Le premier projet du jardin néo-baroque date de 1910 et est l’œuvre de Reinhold Kiehl, architecte municipal de Rixdorf. Six ans plus tard, en pleine Première Guerre mondiale, le complexe paysager, avec l’Orangerie sur le côté ouest, a ouvert ses portes. La remise en état du parc délabré après la fin de la Seconde Guerre mondiale s’est avérée laborieuse et c’est ainsi qu’en 1966, le nouvel adjoint à l’urbanisme Friedrich Domeyer a cédé des parties de l’Orangerie en ruine aux sculpteurs Erich Reischke et Barna von Sartory ainsi qu’au peintre Uwe Ehmke pour une utilisation provisoire gratuite en tant qu’ateliers.
En 1975, un plan de rénovation fut enfin établi et, à partir de 1977, la reconstruction coûteuse, d’un montant de six millions de DM, fut lancée ; elle dura jusqu’en 1983. Pendant les travaux de restauration, l’utilisation des salles de réception de l’Orangerie fit l’objet de discussions. En raison d’un manque d’espaces d’exposition adaptés à la scène artistique de Neukölln, un accord a été trouvé pour une utilisation partagée, qui perdure encore aujourd’hui, entre une galerie gérée par le service(heute: Fachbereich Kultur) des arts, un café et des locaux destinés au service des espaces verts. Depuis les années 1980, le peintre et sculpteur Markus Lüpertz avait également installé ses ateliers dans l’aile nord, qu’il a utilisés jusque dans les années 1990. La première exposition, en 1983, sous la direction de Dorothea Kolland, s’est ouverte avec des œuvres graphiques de Lüpertz et a remporté un vif succès auprès du public.
Avec des moyens financiers limités, Kolland a conçu un programme d’expositions ambitieux et varié, visant avant tout à toucher la population socialement et culturellement hétérogène de Neukölln grâce à une multitude d’offres culturelles diverses.
Outre des expositions d’histoire culturelle et des projets d’éducation culturelle, le programme de la galerie était principalement axé sur les arts plastiques. Des artistes de renom comme des artistes moins connus y étaient représentés, et une grande diversité de genres artistiques y était présentée.
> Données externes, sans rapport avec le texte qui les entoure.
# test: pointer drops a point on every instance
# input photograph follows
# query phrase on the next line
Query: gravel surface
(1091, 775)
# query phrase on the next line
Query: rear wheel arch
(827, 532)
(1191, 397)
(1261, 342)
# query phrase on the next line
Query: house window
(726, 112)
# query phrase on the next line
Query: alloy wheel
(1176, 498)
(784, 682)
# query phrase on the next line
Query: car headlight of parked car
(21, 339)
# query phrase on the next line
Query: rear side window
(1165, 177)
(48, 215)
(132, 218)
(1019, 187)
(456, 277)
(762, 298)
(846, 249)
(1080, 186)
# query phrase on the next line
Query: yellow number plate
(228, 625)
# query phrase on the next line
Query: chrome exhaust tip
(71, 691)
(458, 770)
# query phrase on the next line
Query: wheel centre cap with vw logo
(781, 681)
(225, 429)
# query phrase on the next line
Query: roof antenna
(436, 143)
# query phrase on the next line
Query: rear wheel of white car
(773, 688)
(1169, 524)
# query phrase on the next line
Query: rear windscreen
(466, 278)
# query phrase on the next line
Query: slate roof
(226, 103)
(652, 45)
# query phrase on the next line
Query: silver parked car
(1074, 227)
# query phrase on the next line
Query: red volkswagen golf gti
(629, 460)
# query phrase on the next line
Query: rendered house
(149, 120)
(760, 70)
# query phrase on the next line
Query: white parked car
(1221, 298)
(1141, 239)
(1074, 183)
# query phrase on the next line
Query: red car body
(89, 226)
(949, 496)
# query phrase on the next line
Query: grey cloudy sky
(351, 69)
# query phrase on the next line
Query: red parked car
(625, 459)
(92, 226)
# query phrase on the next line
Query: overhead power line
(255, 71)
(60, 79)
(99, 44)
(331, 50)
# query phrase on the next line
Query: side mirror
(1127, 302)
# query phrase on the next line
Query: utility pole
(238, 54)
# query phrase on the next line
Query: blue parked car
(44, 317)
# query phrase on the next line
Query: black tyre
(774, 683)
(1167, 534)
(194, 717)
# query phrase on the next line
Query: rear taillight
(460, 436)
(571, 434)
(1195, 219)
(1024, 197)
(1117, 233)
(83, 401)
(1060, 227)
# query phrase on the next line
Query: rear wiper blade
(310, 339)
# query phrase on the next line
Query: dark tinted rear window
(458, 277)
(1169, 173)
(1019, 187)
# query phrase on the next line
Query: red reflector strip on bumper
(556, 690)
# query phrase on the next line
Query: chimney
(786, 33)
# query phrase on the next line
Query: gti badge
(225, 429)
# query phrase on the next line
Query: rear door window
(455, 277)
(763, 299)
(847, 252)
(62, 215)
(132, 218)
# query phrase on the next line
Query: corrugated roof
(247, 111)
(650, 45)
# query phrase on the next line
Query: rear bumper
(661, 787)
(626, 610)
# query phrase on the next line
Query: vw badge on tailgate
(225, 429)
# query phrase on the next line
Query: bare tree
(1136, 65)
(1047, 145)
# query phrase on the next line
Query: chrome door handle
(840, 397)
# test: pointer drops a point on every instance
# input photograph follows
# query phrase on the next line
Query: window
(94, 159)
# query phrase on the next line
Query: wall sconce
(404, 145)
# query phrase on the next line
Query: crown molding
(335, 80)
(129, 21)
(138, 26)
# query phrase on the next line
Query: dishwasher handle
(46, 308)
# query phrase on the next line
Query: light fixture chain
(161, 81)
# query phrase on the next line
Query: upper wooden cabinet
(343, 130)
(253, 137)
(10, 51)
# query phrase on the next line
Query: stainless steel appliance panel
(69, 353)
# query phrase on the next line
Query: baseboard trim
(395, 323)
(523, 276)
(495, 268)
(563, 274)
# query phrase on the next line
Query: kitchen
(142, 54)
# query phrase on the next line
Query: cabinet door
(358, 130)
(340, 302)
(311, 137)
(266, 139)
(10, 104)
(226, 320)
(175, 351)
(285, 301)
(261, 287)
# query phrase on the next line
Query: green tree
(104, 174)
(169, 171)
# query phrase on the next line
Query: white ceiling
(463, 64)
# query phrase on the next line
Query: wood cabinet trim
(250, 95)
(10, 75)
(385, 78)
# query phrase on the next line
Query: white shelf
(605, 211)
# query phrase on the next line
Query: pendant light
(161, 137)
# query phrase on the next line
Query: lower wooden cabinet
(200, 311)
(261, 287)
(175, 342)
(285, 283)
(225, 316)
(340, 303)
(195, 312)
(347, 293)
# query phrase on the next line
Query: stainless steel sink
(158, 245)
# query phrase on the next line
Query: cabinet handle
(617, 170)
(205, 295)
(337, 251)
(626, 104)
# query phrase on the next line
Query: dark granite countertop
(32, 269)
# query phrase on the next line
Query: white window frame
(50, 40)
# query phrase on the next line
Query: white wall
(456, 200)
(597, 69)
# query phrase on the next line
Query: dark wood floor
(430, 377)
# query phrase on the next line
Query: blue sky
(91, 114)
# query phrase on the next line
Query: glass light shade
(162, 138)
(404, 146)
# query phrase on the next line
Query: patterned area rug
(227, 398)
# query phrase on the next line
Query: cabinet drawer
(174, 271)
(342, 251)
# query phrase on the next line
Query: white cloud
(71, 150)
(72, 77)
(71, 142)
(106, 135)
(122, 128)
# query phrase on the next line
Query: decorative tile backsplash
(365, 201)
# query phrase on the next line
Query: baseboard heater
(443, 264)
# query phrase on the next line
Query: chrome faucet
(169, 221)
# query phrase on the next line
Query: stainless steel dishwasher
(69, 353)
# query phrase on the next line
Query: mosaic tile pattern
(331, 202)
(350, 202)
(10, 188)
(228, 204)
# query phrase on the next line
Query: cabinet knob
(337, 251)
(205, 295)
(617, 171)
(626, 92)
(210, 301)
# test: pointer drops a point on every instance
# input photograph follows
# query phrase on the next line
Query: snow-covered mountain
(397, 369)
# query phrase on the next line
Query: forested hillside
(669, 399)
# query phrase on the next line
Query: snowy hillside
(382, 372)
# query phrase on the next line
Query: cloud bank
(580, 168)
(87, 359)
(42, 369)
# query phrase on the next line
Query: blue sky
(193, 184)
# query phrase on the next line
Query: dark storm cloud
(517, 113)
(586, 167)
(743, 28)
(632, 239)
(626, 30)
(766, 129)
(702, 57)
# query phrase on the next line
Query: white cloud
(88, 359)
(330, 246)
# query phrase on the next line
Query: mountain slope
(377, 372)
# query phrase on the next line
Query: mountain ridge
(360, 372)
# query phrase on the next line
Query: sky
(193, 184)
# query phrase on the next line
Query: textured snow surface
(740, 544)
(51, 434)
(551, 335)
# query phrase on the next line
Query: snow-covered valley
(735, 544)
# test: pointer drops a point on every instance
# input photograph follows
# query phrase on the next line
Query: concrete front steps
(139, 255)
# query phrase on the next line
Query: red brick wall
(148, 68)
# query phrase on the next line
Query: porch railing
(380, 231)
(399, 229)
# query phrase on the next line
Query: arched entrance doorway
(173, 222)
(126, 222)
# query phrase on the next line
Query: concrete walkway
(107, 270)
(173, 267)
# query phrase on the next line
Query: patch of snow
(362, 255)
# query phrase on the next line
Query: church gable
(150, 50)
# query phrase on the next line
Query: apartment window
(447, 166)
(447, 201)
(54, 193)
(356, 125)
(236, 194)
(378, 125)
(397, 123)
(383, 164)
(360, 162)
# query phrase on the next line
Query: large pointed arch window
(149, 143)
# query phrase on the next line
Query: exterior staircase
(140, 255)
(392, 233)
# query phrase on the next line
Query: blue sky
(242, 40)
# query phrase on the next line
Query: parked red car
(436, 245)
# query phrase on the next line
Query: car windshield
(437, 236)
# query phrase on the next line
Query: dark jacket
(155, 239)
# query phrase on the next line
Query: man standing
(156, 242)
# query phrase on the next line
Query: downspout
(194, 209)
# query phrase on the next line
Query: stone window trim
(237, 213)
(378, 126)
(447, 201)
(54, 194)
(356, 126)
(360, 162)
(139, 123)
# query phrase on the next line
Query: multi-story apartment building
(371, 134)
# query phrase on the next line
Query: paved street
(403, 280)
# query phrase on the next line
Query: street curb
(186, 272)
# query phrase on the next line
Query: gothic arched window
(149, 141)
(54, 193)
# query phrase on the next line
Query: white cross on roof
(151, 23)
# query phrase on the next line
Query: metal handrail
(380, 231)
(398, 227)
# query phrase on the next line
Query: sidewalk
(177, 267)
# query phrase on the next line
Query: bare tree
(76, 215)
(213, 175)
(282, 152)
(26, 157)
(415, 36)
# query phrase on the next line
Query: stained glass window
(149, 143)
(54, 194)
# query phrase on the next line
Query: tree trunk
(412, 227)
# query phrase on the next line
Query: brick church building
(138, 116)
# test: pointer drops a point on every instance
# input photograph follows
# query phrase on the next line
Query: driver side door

En 1984, l’artiste américain du minimalisme Carl Andre a investi l’intérieur de la galerie avec une installation composée de blocs de béton vitrifié, tandis que 300 plaques d’acier de 1 mètre sur 1 étaient installées sur la terrasse. La même année, Kolland a lancé la série de projets « Flughafenstraße » (1984–1986/1988) afin de promouvoir la collaboration avec de jeunes artistes résidant dans le quartier, parmi lesquels Frank Dornseif et Michaela Holzheimer, qui avaient leur atelier dans la Pinofabrik de la Flughafenstraße.
L’accent a également été mis sur les échanges culturels internationaux, l’art de l’Est y étant déjà présenté avant la chute du Mur (« Artistes géorgiens », 1986 ; « Postanowka », scénographes de l’URSS, 1988 ; l’estampe en RDA, 1986). En 2007, dans le cadre du projet « ReCup », la galerie a invité deux artistes à une résidence : l’artiste ghanéen Socrate Safo et l’artiste béninois Dominique Zinkpè ont passé plusieurs mois à Neukölln et ont animé, en collaboration avec des artistes de la diaspora africaine locale, des ateliers de pédagogie environnementale destinés aux classes scolaires.
Aujourd’hui, la Galerie im Körnerpark compte parmi les lieux d’exposition d’art contemporain les plus renommés de Berlin.